Il n’y a pas de règle stricte, mais certains ingrédients reviennent souvent.
Les saisons influencent bien sûr le choix des fruits, légumes et poissons, mais quelques éléments sont quasi incontournables dans ma cuisine :
les herbes aromatiques, le sel de Djegbadji, l’huile d’olive et l’huile de palme, l’ail, le gingembre, le poivre, les agrumes. En début de repas, nous servons un beurre doux agrémenté de zestes de citron vert et de fleur de sel, à déguster avec notre bon pain.

Que représente le Bénin pour vous ? Et en quoi cela se traduit-il dans votre cuisine ?
Petite, j’ai grandi entre culture française et béninoise. Aujourd’hui, je suis une Béninoise qui vit en France depuis plus de 25 ans.
Le Bénin, c’est mon origine, là où je suis née, où j’ai grandi.

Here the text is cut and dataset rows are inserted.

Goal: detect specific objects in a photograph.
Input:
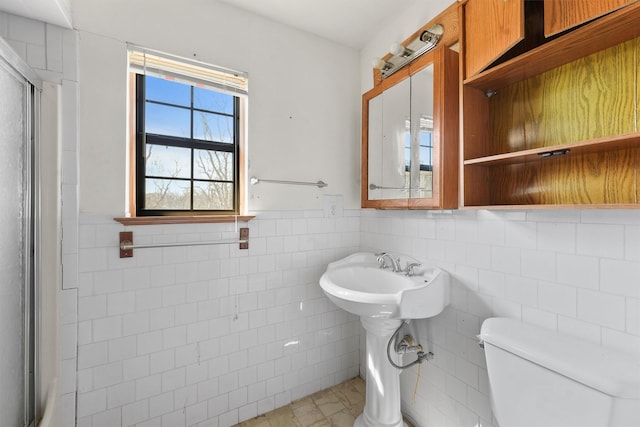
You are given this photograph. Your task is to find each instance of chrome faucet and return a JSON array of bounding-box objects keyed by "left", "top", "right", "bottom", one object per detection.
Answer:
[
  {"left": 375, "top": 252, "right": 402, "bottom": 272},
  {"left": 404, "top": 262, "right": 422, "bottom": 277}
]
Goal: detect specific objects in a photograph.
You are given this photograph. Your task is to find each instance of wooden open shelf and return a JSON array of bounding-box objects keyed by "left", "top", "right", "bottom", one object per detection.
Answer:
[
  {"left": 464, "top": 132, "right": 640, "bottom": 167},
  {"left": 461, "top": 203, "right": 640, "bottom": 210},
  {"left": 461, "top": 2, "right": 640, "bottom": 209},
  {"left": 464, "top": 145, "right": 639, "bottom": 207}
]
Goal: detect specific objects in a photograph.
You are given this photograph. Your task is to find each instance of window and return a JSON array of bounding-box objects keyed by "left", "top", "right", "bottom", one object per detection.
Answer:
[
  {"left": 403, "top": 116, "right": 434, "bottom": 196},
  {"left": 129, "top": 47, "right": 248, "bottom": 217}
]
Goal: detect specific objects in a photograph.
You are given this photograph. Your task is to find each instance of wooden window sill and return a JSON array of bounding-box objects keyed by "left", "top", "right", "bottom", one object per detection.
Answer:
[{"left": 114, "top": 215, "right": 255, "bottom": 226}]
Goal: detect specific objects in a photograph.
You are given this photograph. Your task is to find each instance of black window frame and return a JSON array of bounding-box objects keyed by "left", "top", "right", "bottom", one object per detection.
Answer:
[{"left": 135, "top": 73, "right": 241, "bottom": 216}]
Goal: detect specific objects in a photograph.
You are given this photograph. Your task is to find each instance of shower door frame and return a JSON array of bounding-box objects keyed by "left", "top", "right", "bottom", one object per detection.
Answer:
[{"left": 0, "top": 36, "right": 42, "bottom": 427}]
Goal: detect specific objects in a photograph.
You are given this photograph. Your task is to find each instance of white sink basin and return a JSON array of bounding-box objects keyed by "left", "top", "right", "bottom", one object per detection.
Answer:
[{"left": 319, "top": 252, "right": 449, "bottom": 319}]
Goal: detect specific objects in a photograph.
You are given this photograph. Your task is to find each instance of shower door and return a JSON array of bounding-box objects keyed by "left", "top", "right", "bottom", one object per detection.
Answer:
[{"left": 0, "top": 41, "right": 39, "bottom": 427}]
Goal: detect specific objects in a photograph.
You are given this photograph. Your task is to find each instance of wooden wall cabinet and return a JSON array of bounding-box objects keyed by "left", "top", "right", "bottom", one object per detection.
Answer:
[
  {"left": 461, "top": 0, "right": 640, "bottom": 208},
  {"left": 464, "top": 0, "right": 524, "bottom": 78},
  {"left": 362, "top": 3, "right": 460, "bottom": 210},
  {"left": 544, "top": 0, "right": 638, "bottom": 37},
  {"left": 465, "top": 0, "right": 639, "bottom": 78}
]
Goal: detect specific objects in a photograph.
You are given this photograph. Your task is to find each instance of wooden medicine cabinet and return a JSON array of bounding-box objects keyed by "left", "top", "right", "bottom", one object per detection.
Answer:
[{"left": 361, "top": 4, "right": 460, "bottom": 210}]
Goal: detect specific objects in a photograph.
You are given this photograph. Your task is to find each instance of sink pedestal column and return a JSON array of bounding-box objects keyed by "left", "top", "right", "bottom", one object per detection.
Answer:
[{"left": 355, "top": 317, "right": 407, "bottom": 427}]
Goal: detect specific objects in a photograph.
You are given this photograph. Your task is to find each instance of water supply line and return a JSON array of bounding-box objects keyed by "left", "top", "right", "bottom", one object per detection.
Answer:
[{"left": 386, "top": 320, "right": 433, "bottom": 370}]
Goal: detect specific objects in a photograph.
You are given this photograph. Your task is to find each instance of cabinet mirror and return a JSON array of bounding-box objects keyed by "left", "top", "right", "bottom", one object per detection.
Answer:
[
  {"left": 367, "top": 64, "right": 434, "bottom": 202},
  {"left": 362, "top": 47, "right": 459, "bottom": 209}
]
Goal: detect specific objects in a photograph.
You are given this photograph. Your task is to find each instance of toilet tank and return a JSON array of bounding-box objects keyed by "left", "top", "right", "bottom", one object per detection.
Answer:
[{"left": 480, "top": 318, "right": 640, "bottom": 427}]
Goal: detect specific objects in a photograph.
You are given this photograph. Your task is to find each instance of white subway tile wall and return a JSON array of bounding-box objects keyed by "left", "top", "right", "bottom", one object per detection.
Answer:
[
  {"left": 75, "top": 211, "right": 361, "bottom": 427},
  {"left": 361, "top": 209, "right": 640, "bottom": 427},
  {"left": 72, "top": 207, "right": 640, "bottom": 427}
]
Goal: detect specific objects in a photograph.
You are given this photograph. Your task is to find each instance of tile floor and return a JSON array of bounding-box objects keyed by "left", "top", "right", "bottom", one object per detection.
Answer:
[
  {"left": 236, "top": 377, "right": 364, "bottom": 427},
  {"left": 235, "top": 377, "right": 415, "bottom": 427}
]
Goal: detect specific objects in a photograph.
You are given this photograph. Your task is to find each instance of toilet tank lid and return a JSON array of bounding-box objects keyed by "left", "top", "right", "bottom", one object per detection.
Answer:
[{"left": 480, "top": 318, "right": 640, "bottom": 399}]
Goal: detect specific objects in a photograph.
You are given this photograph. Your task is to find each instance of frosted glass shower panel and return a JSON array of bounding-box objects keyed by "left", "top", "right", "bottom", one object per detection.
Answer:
[{"left": 0, "top": 60, "right": 27, "bottom": 427}]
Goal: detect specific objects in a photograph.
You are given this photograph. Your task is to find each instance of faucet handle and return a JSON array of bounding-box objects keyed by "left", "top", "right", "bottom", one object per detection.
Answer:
[
  {"left": 405, "top": 262, "right": 422, "bottom": 276},
  {"left": 375, "top": 252, "right": 388, "bottom": 269}
]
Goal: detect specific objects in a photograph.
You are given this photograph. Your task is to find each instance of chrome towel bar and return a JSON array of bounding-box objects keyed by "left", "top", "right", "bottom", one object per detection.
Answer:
[
  {"left": 369, "top": 183, "right": 408, "bottom": 191},
  {"left": 250, "top": 176, "right": 327, "bottom": 188},
  {"left": 119, "top": 228, "right": 249, "bottom": 258}
]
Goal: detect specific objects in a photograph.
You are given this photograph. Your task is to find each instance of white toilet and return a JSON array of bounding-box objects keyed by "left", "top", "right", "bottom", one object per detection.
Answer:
[{"left": 480, "top": 317, "right": 640, "bottom": 427}]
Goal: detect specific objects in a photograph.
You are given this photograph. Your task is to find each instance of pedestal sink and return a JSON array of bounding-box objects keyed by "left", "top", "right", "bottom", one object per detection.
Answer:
[{"left": 319, "top": 253, "right": 450, "bottom": 427}]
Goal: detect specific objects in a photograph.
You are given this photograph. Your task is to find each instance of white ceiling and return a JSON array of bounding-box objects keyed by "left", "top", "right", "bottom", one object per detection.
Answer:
[
  {"left": 216, "top": 0, "right": 417, "bottom": 48},
  {"left": 0, "top": 0, "right": 419, "bottom": 49},
  {"left": 0, "top": 0, "right": 71, "bottom": 28}
]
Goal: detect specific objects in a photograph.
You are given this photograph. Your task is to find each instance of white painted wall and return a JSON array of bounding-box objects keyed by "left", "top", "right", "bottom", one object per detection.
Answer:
[
  {"left": 68, "top": 2, "right": 363, "bottom": 427},
  {"left": 72, "top": 0, "right": 361, "bottom": 215},
  {"left": 0, "top": 0, "right": 71, "bottom": 28}
]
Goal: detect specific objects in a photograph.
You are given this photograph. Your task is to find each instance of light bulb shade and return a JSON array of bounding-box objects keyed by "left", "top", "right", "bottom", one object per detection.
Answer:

Cela représente mes racines, mes “roots”.
Et en quoi cela se traduit-il dans ma cuisine ? Avec le temps, cela m’a rattrapé. Depuis quelques années, j’ai à cœur de faire découvrir le patrimoine culinaire béninois car il vaut le détour.
A mon échelle, petit à petit, j’introduis des plats, des saveurs et des techniques pour (re)mettre en lumière cette cuisine riche et méconnue. En mai 2021, j’ai aussi publié
Le Goût de Cotonou pour contribuer à cette dynamique.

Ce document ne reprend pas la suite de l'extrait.